Llama2~baby

OpenAI scientist Karpathy spent a weekend building the star project llama2.c. With the help of GPT-4, he used only 500 lines of C language code to realize the reasoning of the Llama 2 baby model.

Have you ever thought about inferring a Llama 2 baby model with only C language?

No? You can do it now!

Just this past weekend, OpenAI scientist Andrej Karpathy made a very interesting project - llama2.c.

The project inspiration comes from the previous star project - llama.cpp

First, train a smaller Llama 2 model in PyTorch.
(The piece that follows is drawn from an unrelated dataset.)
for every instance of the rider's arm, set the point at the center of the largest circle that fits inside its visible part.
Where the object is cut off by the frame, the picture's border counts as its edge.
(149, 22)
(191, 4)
Then, run inference in pure C with 500 lines of code and no dependencies.

The final pre-trained model (based on TinyStories) can generate story samples at a rate of 18 tokens per second with fp32 on the MacBook Air M1 CPU.

Once llama2.c was released, it quickly gained 1.6k stars on GitHub, and it is still climbing rapidly.

Project address: https://github.com/karpathy/llama2.c

By the way, Karpathy also said: "Thanks to GPT-4 for helping me with my unfamiliar C language!"

Nvidia scientist Jim Fan said that GPT-4 helped Karpathy "raise" a baby Llama in C language! It's amazing!

Netizens also said that using GPT-4 to build llama2.c is the ultimate crossover.

Pure C language reasoning Llama 2

Maybe Karpathy didn't expect that the potential of this llama2.c project is so huge.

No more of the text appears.